Summary: understand the value of emotional engagement, how people learn different and think about learning differently, mental preparation for teaching-learning

Saturday, October 23, 2004

what the best college teachers do

It has been hard to keep up with this blog but here a stab at it.
major conclusions of the book - 1) outstanding teachers know their subjects well - basically, they have something to teach and can articulate fundamental principles and have, at least, an intuitive understanding of human learning.
2) What do you ask yourself when you prepare to teach - more than the mundane (how many students, what to include, what kinds of tests) but questions about student outcomes rather than what the teacher will do
3) Expect more of their students - not piling on but kind of thinking and acting expected for life
4) varied methods - but it's all about a "natural critical learning environment" intriguing, beautiful, important problems, authentic tasks, a sense of control over their own education, belief that their work will be considered fairly and honestly, be able to receive feedback in advance and separate from any sumartive judgement of their efforts
5) a strong trust in students, believe that students want to learn, supply own intellectual journey and challenges and enthusiasm
6) teachers monitor their own efforts and use of assessment (trying to avoid arbitrary standards, but primary learning objectives)
3 points about these individuals - outstanding teachers still come up short (and they do struggle), don't blame students for their difficulties, generally have a strong commitment to academic community (see their efforts as part of larger educational enterprise)

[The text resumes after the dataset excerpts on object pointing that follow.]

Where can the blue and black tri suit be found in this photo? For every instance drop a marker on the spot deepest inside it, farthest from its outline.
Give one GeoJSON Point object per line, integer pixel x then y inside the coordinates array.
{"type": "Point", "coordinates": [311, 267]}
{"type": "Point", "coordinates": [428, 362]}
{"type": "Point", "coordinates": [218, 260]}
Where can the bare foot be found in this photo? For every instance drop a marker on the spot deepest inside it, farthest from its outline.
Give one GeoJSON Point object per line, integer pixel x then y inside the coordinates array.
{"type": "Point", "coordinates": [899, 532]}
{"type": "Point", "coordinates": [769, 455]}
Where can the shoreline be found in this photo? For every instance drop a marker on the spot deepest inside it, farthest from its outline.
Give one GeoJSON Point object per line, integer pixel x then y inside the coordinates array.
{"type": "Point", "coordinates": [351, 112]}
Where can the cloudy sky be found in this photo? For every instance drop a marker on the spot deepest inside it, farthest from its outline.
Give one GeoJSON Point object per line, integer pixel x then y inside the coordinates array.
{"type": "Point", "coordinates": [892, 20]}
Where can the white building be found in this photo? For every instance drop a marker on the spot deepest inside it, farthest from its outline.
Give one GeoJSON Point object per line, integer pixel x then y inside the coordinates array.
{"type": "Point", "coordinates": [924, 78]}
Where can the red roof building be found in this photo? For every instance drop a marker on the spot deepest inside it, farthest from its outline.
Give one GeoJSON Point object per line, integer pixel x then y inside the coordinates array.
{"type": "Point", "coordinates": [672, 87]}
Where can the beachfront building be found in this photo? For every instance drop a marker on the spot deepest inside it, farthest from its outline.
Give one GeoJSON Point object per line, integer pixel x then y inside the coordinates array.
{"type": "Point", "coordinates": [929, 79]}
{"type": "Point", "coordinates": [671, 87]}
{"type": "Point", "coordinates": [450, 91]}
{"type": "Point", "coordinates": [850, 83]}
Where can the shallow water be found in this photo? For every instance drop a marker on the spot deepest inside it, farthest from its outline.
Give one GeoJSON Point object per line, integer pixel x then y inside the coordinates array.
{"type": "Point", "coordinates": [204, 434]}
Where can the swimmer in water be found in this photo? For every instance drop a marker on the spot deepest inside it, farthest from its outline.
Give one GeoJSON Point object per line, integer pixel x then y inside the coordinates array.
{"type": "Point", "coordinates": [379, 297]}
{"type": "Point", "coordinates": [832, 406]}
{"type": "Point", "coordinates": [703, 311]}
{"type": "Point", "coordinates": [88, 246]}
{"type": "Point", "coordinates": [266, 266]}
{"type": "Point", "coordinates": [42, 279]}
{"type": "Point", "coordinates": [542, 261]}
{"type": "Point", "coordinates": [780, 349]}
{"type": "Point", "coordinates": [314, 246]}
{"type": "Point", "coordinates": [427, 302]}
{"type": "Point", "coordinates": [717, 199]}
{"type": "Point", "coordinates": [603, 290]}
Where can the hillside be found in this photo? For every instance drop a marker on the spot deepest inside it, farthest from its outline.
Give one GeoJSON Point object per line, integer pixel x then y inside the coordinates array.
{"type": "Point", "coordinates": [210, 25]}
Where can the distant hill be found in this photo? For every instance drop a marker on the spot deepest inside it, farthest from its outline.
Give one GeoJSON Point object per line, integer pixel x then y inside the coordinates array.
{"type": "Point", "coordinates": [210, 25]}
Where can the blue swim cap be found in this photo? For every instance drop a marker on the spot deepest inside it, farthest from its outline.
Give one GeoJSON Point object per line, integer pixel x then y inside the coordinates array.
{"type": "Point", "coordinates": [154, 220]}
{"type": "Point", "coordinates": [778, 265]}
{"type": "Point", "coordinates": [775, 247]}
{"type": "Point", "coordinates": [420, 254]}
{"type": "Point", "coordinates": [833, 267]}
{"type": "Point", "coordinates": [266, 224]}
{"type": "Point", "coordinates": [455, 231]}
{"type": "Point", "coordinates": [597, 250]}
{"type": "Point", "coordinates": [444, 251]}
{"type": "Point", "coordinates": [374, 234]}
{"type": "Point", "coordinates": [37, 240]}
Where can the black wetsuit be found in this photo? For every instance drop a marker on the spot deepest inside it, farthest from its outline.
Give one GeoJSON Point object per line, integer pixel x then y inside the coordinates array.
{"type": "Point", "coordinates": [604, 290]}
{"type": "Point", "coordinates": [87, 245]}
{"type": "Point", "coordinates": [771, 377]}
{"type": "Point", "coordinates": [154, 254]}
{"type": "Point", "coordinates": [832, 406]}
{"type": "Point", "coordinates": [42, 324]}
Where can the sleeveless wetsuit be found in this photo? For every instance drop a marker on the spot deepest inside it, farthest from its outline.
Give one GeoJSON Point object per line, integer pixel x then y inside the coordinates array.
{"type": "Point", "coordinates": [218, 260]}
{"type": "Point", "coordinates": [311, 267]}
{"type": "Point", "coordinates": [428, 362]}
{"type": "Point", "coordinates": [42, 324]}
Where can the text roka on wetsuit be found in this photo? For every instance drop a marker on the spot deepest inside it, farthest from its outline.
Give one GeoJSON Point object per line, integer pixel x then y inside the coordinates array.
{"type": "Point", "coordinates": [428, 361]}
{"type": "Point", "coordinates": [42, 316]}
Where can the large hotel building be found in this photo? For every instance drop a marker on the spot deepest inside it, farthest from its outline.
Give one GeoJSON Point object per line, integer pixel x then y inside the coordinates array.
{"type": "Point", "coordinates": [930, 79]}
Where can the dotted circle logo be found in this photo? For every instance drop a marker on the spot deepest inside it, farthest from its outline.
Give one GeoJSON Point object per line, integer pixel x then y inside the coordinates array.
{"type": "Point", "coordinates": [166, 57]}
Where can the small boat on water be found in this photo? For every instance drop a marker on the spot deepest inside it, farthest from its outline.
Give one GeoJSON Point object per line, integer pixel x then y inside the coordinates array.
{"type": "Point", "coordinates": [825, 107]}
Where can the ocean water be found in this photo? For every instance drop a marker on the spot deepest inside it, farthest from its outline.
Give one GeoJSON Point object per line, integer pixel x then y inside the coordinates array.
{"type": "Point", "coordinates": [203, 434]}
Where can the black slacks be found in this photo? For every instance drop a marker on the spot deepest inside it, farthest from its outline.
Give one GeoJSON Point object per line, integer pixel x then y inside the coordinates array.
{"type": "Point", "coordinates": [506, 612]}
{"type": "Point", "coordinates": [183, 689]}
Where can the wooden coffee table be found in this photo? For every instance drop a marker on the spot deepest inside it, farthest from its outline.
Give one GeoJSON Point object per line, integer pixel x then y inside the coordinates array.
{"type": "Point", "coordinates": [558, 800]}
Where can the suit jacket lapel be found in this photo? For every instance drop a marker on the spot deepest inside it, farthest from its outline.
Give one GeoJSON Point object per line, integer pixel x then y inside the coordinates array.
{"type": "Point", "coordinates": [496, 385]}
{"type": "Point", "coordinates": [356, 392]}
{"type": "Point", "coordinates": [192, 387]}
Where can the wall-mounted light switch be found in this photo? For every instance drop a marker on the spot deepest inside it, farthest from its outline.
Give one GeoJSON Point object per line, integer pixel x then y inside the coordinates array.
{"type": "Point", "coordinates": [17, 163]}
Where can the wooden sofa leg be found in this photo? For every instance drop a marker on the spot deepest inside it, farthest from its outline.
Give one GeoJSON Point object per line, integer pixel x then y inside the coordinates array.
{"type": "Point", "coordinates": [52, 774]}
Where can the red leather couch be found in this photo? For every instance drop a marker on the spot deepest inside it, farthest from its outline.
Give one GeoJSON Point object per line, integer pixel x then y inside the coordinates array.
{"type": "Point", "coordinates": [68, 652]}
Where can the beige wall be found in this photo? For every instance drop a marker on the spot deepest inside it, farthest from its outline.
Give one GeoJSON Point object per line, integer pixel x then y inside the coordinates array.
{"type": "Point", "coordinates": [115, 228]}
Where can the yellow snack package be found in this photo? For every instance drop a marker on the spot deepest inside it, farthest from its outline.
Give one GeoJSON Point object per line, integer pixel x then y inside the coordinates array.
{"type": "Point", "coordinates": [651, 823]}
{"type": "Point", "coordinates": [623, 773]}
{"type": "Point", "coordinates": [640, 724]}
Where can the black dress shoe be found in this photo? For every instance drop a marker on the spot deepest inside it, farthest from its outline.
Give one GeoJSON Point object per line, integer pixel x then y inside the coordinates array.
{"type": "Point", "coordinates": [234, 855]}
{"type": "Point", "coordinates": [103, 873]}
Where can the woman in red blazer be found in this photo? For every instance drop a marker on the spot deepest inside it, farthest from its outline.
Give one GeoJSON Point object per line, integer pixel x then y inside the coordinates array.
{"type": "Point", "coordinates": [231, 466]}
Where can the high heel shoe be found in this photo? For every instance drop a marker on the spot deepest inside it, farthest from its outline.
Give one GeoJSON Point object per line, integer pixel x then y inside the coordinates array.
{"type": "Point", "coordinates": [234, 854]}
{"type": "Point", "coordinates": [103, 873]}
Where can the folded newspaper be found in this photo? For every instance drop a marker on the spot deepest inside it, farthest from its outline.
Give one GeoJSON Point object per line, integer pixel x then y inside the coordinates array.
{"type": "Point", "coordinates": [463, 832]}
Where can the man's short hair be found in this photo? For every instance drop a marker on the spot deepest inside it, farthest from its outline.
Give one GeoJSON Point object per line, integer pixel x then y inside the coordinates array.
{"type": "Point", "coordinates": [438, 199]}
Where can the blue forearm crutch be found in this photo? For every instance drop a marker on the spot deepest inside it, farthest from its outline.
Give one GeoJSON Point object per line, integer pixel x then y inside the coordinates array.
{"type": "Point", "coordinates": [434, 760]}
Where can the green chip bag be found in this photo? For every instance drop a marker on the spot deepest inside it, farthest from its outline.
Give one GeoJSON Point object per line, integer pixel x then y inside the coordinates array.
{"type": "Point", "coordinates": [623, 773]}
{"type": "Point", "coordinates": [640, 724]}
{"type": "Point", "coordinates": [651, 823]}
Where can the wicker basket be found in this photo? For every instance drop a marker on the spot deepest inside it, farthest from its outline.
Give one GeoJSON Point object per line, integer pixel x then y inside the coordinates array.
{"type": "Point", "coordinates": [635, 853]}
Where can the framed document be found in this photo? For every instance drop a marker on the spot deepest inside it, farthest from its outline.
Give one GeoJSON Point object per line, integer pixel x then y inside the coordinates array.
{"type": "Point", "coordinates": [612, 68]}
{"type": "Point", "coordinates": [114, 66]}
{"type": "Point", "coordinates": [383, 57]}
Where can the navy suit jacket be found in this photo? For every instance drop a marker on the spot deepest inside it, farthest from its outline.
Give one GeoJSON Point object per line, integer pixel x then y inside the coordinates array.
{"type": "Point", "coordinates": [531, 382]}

Details - knowledge of discipline -helps to have a keen sense of history of discipline including controversies and how this challenges our comprehension today
basic understandings of how people learn - 1) knowledge is constructed, not received, changes how we think about memory, no longer separate learning the material from thinking about it, we use existing constructs to understand new input, need to stimulate construction not transmit knowledge, higher-order concepts of disciplines often run counter to models of reality that everyday experiences has encouraged us to construct, help build new mental models
2) Mental models change slowly - to go from surface to deep learning (a) face a situation where mental model doesn't work (b) care enough to stop and grapple with the issue at hand (c) be able to handle the emotional trauma that sometimes accompanies challenges to longstanding beliefs.
need to create expectation failure - model leads to faulty expectations, need safe space, need to understand present models and the emotional baggage that comes with them - do not separate learning the facts from thinking about them, must be done in concert

Summary: understanding and balancing product and process in teaching and learning, high standards, core goals and multiples paths to these goals

Friday, October 01, 2004

Oct.

I am really enjoying the book "What the Best College Teachers Do" and hope to post some notes about it to this space soon. For now let me add three things to my to-read list:
How to Use Problem-Based Learning in the Classroom
The Big Book of Leadership Games
The Dummies Book of Drawing

I'll explain the reasons for these as I get to them.